Friday Book Design Blog: Faber Fine Press
One of the most pleasing things about good book design is that it is a cheap way of bringing good design into your house – rather like that other, rather less garlanded design staple, the tea towel. (Where are the awards for Best Tea Towel? I hear you shout. Wrong blog, I’m afraid.)
As illustrator Jeffrey Alan Love said on this blog a fortnight ago – when I talked to him about his work on Simon Ings’s Wolves – “I wanted to create a cover that people would want to live with, to have on their bookshelves facing out at home”.
There are posters of iconic book covers that you can buy – as well as the recent innovation of book text posters, with the entire text of a novel printed teeny tiny on it – but that shouldn’t stop us thinking of books as something that can live on our walls. I have some deep ‘box frames’ with old Penguin paperbacks nestled in them, and some books get turned cover out on our shelves.
For those with more money at their disposal to furnish their rooms, the destination of choice must surely be Faber’s new imprint, Fine Press, which is producing limited edition items that, thus far, most definitely deserve a frame and a prominent position on the walls.
The Press’s first four publications are a set of poetry broadsides – single sheet poems – written by Simon Armitage, Daljit Nagra, Alice Oswald and Jo Shapcott, and each poet matched to an illustrator, respectively Paul Catherall, Bruno Mangyoku, Jonathan Gibbs (no relation! although I do have some lovely books with his images on the front) and Amanda-Sue Rope.
Measuring 386mm x 312mm and retailing at a solid £120, these are not casual purchases, but then nor are they produced casually. They are hand typeset and printed by Hand & Eye on letterpress machines – which are probably what we think of when we think of traditional printing processes: inking and pressing down raised type onto paper. Suffice it to say, this isn’t how most books are produced these days (although I did feature a letter press book on this blog: Olivia Laing’s Yellow Cab Quartet, printed by Anna Fewster).
Although this first series was outsourced, Faber hope to bring future productions in-house, not least because this was how the whole project was conceived.
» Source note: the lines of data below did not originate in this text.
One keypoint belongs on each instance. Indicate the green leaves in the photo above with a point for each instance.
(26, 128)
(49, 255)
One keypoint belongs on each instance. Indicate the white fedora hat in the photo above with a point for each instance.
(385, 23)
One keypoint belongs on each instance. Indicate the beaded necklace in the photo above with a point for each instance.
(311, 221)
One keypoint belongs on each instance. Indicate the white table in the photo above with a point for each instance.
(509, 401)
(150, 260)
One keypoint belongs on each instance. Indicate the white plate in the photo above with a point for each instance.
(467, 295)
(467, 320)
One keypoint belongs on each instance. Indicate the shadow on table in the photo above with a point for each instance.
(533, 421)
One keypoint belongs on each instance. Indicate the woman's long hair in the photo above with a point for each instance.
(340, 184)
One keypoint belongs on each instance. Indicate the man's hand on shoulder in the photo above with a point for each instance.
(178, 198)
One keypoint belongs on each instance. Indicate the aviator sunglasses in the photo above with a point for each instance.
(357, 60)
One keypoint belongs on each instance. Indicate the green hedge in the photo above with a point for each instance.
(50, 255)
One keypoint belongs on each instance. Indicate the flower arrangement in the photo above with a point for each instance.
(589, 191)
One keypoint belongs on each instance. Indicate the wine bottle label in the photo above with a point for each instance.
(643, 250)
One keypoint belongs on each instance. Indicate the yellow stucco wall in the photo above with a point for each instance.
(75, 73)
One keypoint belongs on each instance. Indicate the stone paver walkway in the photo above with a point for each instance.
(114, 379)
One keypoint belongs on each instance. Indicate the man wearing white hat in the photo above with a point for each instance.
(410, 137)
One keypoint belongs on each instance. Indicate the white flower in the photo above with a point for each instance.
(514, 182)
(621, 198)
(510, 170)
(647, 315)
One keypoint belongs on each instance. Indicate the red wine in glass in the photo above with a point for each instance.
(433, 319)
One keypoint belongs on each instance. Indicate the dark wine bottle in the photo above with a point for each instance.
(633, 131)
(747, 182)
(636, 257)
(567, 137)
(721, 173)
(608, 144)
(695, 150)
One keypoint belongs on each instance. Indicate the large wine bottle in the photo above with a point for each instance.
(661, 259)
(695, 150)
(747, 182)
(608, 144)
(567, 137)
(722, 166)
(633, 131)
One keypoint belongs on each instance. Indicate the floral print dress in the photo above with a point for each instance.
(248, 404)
As described by Jack Murphy, Faber’s Production Manager:
We found a small handpress, a Model Printing Press No. 3, in Faber’s archive, which was used by Berthold Wolpe in years gone by. I’m in the process of renovating it and it will be installed here at our offices to print small things; cards, pamphlets and the like.
Wolpe, for those that don’t know, was a German lettering artist and designer most often remembered as the creator of the Albertus font and the man behind the bright, punchy, type-lead look of Faber books from the middle of the last century. A hand press, as you might think, is a press operated by hand – and so quite small – Model presses being a brand that first appeared in the UK in 1877. The Number 3 had a print size of 6 by 9 inches.
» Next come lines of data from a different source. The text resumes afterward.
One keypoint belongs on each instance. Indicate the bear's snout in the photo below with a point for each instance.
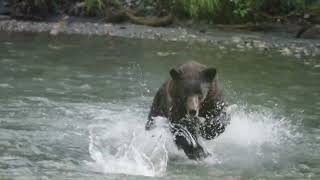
(193, 105)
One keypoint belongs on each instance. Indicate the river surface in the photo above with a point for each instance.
(74, 107)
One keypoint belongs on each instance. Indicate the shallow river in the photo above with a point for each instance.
(74, 107)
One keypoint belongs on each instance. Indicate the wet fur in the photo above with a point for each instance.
(169, 103)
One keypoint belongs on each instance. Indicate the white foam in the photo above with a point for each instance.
(119, 143)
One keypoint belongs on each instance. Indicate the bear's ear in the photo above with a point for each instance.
(175, 75)
(208, 74)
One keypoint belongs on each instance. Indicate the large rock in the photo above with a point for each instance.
(4, 7)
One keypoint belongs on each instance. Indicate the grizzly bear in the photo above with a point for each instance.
(193, 103)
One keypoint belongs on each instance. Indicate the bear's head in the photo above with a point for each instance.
(189, 90)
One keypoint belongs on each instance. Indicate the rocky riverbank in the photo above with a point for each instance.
(241, 40)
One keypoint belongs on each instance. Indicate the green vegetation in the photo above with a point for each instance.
(217, 11)
(233, 11)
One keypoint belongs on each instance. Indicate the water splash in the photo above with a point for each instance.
(126, 148)
(120, 145)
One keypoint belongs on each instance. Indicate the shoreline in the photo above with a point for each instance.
(243, 40)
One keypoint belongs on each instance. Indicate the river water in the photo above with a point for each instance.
(74, 107)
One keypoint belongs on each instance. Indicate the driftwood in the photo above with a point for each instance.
(116, 16)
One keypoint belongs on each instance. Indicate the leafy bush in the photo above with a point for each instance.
(228, 11)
While, as I say, these first broadsides are hardly aimed at the wider reading market, I do think it’s great that publishing companies are maintaining an interest in their own history, and the history of publishing itself. As well as renovating Wolpe’s old machine, Faber have bought a second, larger Korrex machine, and are working with the London Centre for Book Arts. Murphy goes on:
We hope that as many people as possible from Faber will use the press. Beyond that, there is also the idea of tying it in with the Faber Academy part of business, which offers creative writing courses. We’re thinking of ways to offer combined writing/printing courses. But ultimately of course, the aim is to produce work on these presses to be published under the Faber Fine Press marque.
We’ve got various plans for Faber Fine Press. One part of the project is to publish two or three projects a year of work commissioned specially for a beautiful, fine press treatment. These may be along the lines of the poetry broadsides, but might also be pamphlets, small books, posters or any other text that lends itself to exceptional illustration, design and print. I’m hoping the next project might be similar in format to the broadsides, but pairing some of the musicians on our Faber Social list to provide text in the form of lyrics or poetry, with illustrators/artists of their choice providing artwork. We’ve also got some more ambitious ideas for fine press projects which may take longer to come to fruition.
In an era of Espresso Book Machines, and print on demand in general, I like the idea of feckless Faber junior editors and publicity managers being sent down to the basement to get their hands dirty on a big old piece of machinery like this. All in the pursuit of beautiful words, of course.